You may need to install altair for this part of the tutorial
```
pip install altair
```

In [8]:
import altair as alt

## 5.1 Wide Format



### Option A: Layer each region's line separately

In [9]:
chart_north = alt.Chart(wide_df).mark_line(stroke='blue').encode(
    x="Year:O",
    y="North:Q"
).properties(title="North")

chart_south = alt.Chart(wide_df).mark_line(stroke='red').encode(
    x="Year:O",
    y="South:Q"
).properties(title="South")

chart_east = alt.Chart(wide_df).mark_line(stroke='green').encode(
    x="Year:O",
    y="East:Q"
).properties(title="East")

chart_west = alt.Chart(wide_df).mark_line(stroke='orange').encode(
    x="Year:O",
    y="West:Q"
).properties(title="West")

# compose the charts
chart_wide_layered = alt.layer(chart_north, chart_south, chart_east, chart_west).properties(
    width=400,
    height=300
)

# Adding the legends would be a bit more work

chart_wide_layered


- We had to **manually** define a chart for each column (region).

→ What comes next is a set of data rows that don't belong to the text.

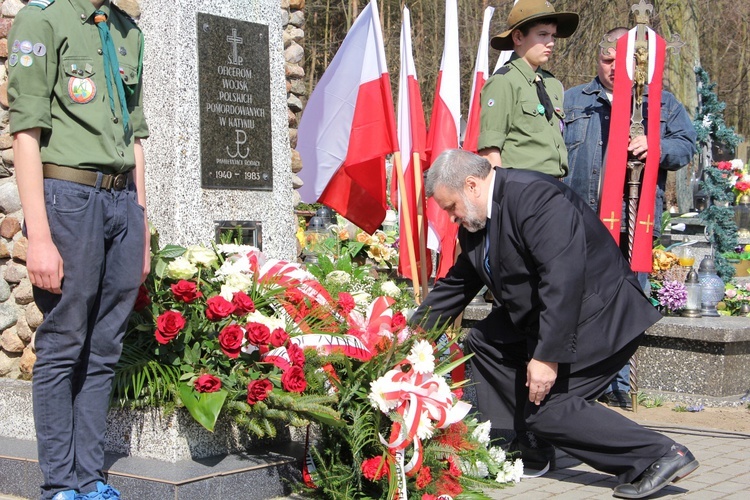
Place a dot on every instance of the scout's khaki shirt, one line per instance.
(56, 82)
(512, 120)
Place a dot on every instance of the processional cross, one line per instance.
(640, 75)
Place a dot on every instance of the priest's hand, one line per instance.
(638, 147)
(540, 377)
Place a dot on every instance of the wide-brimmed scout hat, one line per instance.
(534, 10)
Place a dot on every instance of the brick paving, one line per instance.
(724, 473)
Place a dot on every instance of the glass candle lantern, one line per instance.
(693, 289)
(712, 287)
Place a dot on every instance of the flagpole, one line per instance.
(407, 217)
(418, 185)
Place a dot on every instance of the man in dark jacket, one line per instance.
(568, 313)
(588, 110)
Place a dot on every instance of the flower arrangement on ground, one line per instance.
(738, 176)
(736, 301)
(407, 433)
(226, 330)
(216, 330)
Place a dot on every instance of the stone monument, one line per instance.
(215, 98)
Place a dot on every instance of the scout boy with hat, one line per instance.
(76, 115)
(521, 120)
(521, 126)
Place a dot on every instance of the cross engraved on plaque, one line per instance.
(234, 57)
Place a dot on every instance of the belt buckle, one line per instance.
(120, 181)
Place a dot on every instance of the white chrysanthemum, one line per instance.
(201, 256)
(270, 321)
(425, 427)
(482, 433)
(233, 266)
(498, 454)
(510, 472)
(181, 269)
(477, 469)
(517, 470)
(378, 388)
(361, 298)
(421, 357)
(227, 292)
(229, 249)
(339, 278)
(390, 289)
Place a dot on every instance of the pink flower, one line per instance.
(207, 383)
(278, 337)
(724, 165)
(257, 333)
(186, 291)
(168, 325)
(218, 308)
(230, 340)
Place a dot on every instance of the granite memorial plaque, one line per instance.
(235, 104)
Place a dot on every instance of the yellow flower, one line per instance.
(362, 237)
(301, 236)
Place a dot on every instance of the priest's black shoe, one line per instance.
(672, 467)
(619, 399)
(537, 455)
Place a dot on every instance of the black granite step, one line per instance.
(257, 474)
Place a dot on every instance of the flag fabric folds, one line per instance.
(443, 134)
(504, 56)
(412, 136)
(481, 67)
(348, 127)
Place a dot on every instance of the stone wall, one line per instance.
(19, 317)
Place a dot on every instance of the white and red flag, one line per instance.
(481, 67)
(348, 127)
(412, 134)
(504, 56)
(443, 134)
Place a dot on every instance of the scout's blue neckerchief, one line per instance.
(111, 67)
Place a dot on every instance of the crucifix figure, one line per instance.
(642, 66)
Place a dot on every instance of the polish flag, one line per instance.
(442, 135)
(411, 137)
(481, 67)
(348, 127)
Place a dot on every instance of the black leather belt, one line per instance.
(118, 182)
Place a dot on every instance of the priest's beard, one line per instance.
(474, 221)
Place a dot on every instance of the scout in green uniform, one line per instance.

- Adding new regions or removing one requires extra lines of code.

- Legends and other customizations would be more complex.



### Option B: Use `transform_fold` to pivot columns inside Altair



This is effectively using Altair to do what `melt()` does, but you must list **all** columns:

In [10]:
chart_wide_pivot = (
    alt.Chart(wide_df)
    .transform_fold( # this is like pd.melt()!!!!
        fold=["North","South","East","West"],  # must list every region
        as_=["Region","Sales"]
    )
    .mark_line()
    .encode(
        x="Year:O",
        y="Sales:Q",
        color="Region:N"
    )
    .properties(
        width=400,
        height=300
    )
)

chart_wide_pivot


## 5.2 Tidy Format (So Much Simpler)



A single command, no need to list the regions. Altair **automatically** creates multiple lines, coloring by `Region`.

In [12]:
chart_tidy = alt.Chart(tidy_df).mark_line().encode(
    x="Year:O",
    y="Sales:Q",
    color="Region:N"
).properties(
    width=400,
    height=300
).interactive()

chart_tidy


# 6. Final Comparison


| **Action**               | **Wide Format**                                                       | **Tidy Format**                                                  |
|:-------------------------|:----------------------------------------------------------------------|:-----------------------------------------------------------------|
| **Filtering**            | Must pick & rename columns, no direct 'Region' column                 | Simple `query("Region=='X'")`                                    |
| **Grouping or Scaling**  | Repeat operations for each column (or do complex loops)               | Single `.groupby("Region")` call                                 |
| **Adding New Categories**| Must add **new columns** and update code                              | Rows just **grow**, existing code continues to work              |
| **Visualization**        | Either layer each column manually or use `transform_fold`             | One-liner with `color="Region:N"`                                |
| **Code Complexity**      | High (lots of repeated steps, listing columns)                        | Low (concise, flexible)                                          |


**Takeaway**: 

- **Tidy format** is recommended for most data science tasks because it avoids repetitive code, makes grouping/filtering straightforward, and integrates smoothly with visualization libraries like Altair, seaborn, etc.

- **Wide format** can be okay for quick tasks or certain machine learning APIs, but it often becomes cumbersome when you need to filter, group, scale, or plot multiple categories.



**Whenever possible, convert to tidy** to save time and headaches!